I'm not sure if I'd consider it a damning accusation. Sometimes people lie just to be troublemakers or for a prank. It's like being full of blarney.


----------



## RetiredGySgt

manifold said:


> When someone is accused of being full of shit, does that imply that they are being intentionally dishonest, or simply that they don't know what they are talking about?



In your case it means you are a liar. But it could mean many things depending on Context and what it was in response to.


----------



## Ravi

Glori.B said:


> again, i agree.  not necessarily regarding RGS, but generally speaking, anyone who spews BS can be considered to be FOS.



Yes, but they have to know it's BS, imo.


----------



## manifold

RetiredGySgt said:


> In your case it means you are a liar. But it could mean many things depending on Context and what it was in response to.



Like I said...


----------



## Ravi

manifold said:


> The key is whether or not they know they are spewing BS or if they actually believe it's true.  Ravi says they know, I say they're just ignorant.



So if I ever call you FOS, you should be flattered, no? Wouldn't you rather be thought a liar than stupid?


----------



## manifold

Ravir said:


> So if I ever call you FOS, you should be flattered, no? Wouldn't you rather be thought a liar than stupid?

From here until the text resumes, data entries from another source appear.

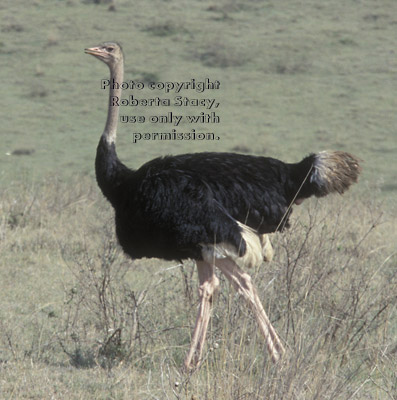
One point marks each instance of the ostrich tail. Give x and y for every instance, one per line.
x=333, y=171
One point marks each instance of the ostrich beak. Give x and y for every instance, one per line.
x=95, y=51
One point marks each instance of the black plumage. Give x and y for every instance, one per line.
x=170, y=206
x=215, y=208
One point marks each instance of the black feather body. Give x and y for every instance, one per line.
x=172, y=205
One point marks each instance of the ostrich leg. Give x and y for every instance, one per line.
x=208, y=285
x=242, y=282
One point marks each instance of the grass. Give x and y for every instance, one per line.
x=79, y=320
x=80, y=317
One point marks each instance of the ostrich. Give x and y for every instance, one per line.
x=214, y=208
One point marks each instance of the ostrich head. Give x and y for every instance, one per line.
x=110, y=53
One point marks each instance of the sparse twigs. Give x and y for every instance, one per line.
x=101, y=291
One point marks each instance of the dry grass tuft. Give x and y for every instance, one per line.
x=78, y=316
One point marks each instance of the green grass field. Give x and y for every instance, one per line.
x=78, y=320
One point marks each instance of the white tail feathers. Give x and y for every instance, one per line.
x=258, y=249
x=334, y=171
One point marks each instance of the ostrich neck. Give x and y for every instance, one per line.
x=110, y=172
x=116, y=79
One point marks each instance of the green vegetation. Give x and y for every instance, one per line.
x=80, y=321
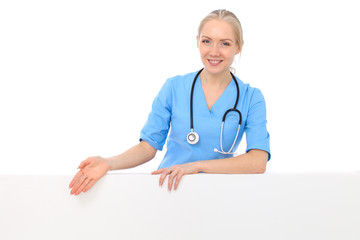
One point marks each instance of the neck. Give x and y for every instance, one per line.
x=215, y=80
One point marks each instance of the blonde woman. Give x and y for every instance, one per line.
x=208, y=111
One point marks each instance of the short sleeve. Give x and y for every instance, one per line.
x=157, y=125
x=257, y=136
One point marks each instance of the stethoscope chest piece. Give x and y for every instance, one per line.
x=192, y=137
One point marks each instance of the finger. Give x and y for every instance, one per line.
x=75, y=179
x=78, y=184
x=171, y=179
x=178, y=178
x=158, y=171
x=90, y=184
x=83, y=185
x=163, y=176
x=84, y=163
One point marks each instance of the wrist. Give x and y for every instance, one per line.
x=109, y=163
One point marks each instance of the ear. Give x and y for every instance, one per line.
x=238, y=50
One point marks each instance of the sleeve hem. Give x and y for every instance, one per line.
x=260, y=148
x=152, y=143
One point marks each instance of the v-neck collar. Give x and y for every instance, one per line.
x=219, y=102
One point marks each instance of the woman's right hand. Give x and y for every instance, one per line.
x=91, y=170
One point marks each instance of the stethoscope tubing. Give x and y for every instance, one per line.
x=193, y=137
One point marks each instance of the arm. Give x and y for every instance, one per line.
x=94, y=168
x=135, y=156
x=252, y=162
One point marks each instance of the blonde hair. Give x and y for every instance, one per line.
x=228, y=17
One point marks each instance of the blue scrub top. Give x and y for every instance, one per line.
x=169, y=120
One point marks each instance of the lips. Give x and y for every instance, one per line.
x=214, y=62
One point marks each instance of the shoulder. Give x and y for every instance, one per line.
x=182, y=79
x=250, y=91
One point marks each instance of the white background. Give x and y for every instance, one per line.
x=77, y=78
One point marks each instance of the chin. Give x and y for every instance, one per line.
x=216, y=70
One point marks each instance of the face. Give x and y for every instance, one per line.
x=217, y=46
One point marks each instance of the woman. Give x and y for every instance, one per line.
x=194, y=106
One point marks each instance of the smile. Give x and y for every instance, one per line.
x=214, y=62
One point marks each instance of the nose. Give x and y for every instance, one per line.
x=214, y=51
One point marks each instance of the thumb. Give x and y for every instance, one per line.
x=84, y=163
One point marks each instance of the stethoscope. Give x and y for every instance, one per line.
x=193, y=137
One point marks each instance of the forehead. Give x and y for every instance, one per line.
x=216, y=28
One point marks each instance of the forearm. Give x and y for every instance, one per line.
x=252, y=162
x=135, y=156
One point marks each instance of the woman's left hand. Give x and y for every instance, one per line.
x=177, y=171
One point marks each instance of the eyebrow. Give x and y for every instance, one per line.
x=226, y=39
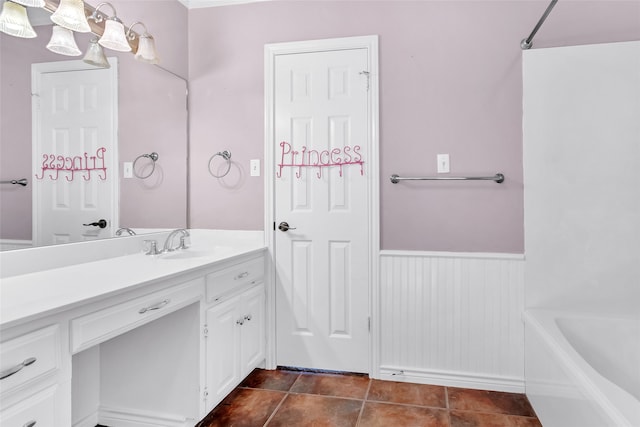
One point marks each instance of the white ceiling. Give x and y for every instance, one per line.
x=194, y=4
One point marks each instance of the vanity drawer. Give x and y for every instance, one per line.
x=38, y=410
x=227, y=280
x=97, y=327
x=29, y=357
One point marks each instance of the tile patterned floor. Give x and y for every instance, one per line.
x=299, y=399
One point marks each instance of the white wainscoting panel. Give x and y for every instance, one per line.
x=452, y=319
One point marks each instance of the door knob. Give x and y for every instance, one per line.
x=284, y=226
x=101, y=223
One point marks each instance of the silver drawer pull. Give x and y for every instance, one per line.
x=156, y=306
x=8, y=372
x=242, y=275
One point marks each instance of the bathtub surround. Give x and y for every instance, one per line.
x=581, y=154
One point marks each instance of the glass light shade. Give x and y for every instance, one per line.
x=70, y=14
x=95, y=55
x=63, y=42
x=114, y=37
x=30, y=3
x=15, y=22
x=147, y=50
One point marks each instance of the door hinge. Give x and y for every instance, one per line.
x=36, y=100
x=368, y=76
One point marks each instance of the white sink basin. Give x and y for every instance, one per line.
x=186, y=254
x=195, y=253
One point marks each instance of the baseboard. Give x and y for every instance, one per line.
x=452, y=379
x=128, y=417
x=88, y=421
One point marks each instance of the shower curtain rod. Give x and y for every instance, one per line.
x=528, y=42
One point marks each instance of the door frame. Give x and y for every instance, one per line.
x=271, y=51
x=37, y=70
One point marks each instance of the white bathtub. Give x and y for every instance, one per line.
x=583, y=370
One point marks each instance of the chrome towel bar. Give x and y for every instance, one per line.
x=498, y=178
x=22, y=182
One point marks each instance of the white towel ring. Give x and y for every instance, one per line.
x=153, y=156
x=226, y=155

That depends on the particular circumstance to be honest.


----------



## Ravi

manifold said:


> That depends on the particular circumstance to be honest.



Example?


----------



## Glori.B

manifold said:


> The key is whether or not they know they are spewing BS or if they actually believe it's true.  Ravi says they know, I say they're just ignorant.




i was thinking either/or could apply...


----------



## manifold

Glori.B said:


> i was thinking either/or could apply...




I think we've certainly established that much. 


When I think someone is lying, I usually call them a lying sack of shit.  When I think they're just ignorant, I usually say they're full of shit.


----------



## Ravi

manifold said:


> I think we've certainly established that much.
> 
> 
> When I think someone is lying, I usually call them a lying sack of shit.  When I think they're just ignorant, I usually say they're full of shit.



Damn, that means you called me a liar yesterday.


----------



## BrianH

I think it means that you're wrong whether you were intentionally wrong or accidentally wrong.  I usually say that to someone who is lying on purpose, or who is wrong but is stubborn and actually thinks he/she is right.  Usually if someone is wrong and doesn't know it, I won't say that to them.


----------



## LA RAM FAN

thats simple.pretty much what Brian just said.


----------